No doubt, those lobby dwellers who were so quick to dismiss the film thought that it was disgusting. It is. It is, at times, wincingly disgusting, and transgressive, and gross—its makers flooring their vehicle well beyond accepted boundaries of good taste. But it also features moments of such pure feeling—pure ecstasy, pure rage, pure desire, pure ferocity—that I have to rank it among the most thrilling cinematic experiences that I have ever had. I’m also not sure that I’ve ever witnessed a more committed, courageous film performance than the one given here by the actor Eva Melander.

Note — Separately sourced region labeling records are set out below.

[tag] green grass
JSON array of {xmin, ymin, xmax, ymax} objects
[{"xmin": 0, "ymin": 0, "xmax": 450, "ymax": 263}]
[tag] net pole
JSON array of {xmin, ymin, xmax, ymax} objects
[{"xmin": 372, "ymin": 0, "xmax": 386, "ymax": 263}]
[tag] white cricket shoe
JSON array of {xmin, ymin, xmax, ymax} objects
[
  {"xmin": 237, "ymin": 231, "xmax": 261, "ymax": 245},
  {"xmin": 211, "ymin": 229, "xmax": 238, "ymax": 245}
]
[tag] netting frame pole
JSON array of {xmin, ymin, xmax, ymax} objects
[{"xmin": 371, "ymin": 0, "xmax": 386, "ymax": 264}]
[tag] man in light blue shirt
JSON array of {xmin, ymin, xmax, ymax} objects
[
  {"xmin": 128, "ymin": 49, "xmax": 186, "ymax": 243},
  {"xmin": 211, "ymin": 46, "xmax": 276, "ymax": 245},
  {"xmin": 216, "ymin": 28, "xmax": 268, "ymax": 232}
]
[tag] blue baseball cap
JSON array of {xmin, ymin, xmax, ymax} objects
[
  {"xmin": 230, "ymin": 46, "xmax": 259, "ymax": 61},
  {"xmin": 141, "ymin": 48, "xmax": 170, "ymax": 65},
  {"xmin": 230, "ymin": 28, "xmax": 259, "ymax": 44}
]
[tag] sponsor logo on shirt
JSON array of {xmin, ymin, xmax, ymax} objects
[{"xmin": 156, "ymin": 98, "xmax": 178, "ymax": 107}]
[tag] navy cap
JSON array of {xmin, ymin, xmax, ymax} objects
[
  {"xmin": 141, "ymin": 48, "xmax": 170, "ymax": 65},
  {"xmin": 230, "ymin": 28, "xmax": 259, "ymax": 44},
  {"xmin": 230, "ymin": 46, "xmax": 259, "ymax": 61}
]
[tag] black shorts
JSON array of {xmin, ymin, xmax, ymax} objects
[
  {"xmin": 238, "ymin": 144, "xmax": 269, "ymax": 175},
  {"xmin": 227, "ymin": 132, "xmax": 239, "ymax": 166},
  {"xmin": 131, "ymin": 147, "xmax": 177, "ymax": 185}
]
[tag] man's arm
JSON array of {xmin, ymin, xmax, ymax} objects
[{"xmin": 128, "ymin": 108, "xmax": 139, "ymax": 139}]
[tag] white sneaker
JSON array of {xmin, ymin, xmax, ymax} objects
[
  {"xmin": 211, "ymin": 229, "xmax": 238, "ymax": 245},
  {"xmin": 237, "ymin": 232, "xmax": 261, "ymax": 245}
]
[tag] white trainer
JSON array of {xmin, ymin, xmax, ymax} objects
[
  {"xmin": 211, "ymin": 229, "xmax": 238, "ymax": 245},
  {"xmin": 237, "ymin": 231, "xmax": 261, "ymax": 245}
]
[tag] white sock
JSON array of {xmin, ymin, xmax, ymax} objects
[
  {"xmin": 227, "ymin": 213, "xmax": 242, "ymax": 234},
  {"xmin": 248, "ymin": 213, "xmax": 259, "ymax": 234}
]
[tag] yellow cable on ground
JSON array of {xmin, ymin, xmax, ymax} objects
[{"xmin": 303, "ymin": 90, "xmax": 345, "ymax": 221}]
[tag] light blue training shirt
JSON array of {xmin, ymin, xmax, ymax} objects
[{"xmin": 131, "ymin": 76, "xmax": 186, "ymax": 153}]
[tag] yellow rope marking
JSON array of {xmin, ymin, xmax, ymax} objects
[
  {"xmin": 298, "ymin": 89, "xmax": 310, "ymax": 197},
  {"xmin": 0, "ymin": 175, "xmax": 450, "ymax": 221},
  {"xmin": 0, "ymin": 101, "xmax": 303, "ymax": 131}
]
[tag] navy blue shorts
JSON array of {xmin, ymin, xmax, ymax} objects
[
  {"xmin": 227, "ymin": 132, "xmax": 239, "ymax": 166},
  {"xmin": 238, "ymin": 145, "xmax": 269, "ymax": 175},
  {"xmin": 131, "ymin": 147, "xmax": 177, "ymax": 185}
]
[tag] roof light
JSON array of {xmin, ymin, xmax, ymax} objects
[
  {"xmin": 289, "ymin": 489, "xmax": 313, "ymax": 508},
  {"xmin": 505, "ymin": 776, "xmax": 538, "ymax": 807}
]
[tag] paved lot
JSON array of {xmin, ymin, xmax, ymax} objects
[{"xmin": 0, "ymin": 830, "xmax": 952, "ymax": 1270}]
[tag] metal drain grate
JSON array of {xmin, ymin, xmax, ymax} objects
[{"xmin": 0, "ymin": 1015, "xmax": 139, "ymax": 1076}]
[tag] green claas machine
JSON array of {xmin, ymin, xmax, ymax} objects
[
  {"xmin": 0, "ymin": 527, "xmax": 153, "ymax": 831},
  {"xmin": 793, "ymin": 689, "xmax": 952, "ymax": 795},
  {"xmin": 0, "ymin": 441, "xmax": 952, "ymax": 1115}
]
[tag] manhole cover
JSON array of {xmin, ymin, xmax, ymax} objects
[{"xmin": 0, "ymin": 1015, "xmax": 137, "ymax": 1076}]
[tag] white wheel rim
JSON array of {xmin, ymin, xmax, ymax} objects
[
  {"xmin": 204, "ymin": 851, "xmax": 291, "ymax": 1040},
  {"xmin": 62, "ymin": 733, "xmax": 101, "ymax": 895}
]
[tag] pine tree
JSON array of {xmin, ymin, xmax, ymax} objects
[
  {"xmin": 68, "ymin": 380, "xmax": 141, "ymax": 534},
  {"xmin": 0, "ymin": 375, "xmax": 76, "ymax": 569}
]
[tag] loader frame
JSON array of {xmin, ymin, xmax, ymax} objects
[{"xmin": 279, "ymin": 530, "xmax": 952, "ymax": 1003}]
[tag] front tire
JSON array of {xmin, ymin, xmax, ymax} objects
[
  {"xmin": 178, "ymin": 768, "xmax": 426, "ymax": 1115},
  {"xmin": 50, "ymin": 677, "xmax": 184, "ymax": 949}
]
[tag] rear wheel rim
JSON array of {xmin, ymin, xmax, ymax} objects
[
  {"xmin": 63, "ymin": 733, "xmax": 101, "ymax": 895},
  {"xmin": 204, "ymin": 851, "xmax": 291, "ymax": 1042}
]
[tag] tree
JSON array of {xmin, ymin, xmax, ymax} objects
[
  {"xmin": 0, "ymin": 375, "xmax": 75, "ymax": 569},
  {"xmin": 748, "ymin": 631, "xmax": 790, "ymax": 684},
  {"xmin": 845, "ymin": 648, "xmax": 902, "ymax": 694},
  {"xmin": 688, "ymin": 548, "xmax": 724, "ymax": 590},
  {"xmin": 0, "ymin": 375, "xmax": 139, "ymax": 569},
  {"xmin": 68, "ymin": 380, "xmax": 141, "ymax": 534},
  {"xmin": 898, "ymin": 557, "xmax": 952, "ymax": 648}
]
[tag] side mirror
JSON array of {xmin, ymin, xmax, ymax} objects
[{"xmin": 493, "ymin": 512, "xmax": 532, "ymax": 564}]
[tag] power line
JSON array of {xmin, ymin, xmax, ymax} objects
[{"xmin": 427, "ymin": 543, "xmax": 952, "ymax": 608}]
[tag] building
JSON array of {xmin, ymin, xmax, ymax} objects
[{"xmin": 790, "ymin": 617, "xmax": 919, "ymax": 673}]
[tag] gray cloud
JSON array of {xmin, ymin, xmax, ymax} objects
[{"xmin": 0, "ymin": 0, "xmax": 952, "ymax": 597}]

It is a film for anyone who has ever felt like an outsider and for anyone who has ever felt bad about himself for being different in some indefinable, fundamental way.
There is a particular kind of bravura in modern-day European filmmaking that seeks to depict the limits of grotesque human emotion, where storytelling virtuosity is paired with an almost sadistic contempt for its audience. “Border,” as shocking and provocative as it is, does not belong to the same universe as some of the films of Lars von Trier or Michael Haneke, for example, or what might be called the Cinema of Cruelty, after Artaud—a realm in which the underlying conviction seems to be that we must be made to squirm, forced to look directly at life’s most extreme awfulness as penance for the lazy cultural habits that have left us desensitized to the horrors of everyday contemporary life. Instead, Abbasi’s “Border,” written with John Ajvide Lindqvist and Isabella Eklöf (and adapted from Lindqvist’s short story of the same name), reaches back to the dark, expressionist tradition of his fellow-Swedes August Strindberg and Ingmar Bergman, artists who also sought to push the limits of their chosen forms, who also investigated the disquieting and the paranormal, but whose work always embraced humanity’s inner freak. To me, “Border” is cause for celebration. I can’t wait to see it again.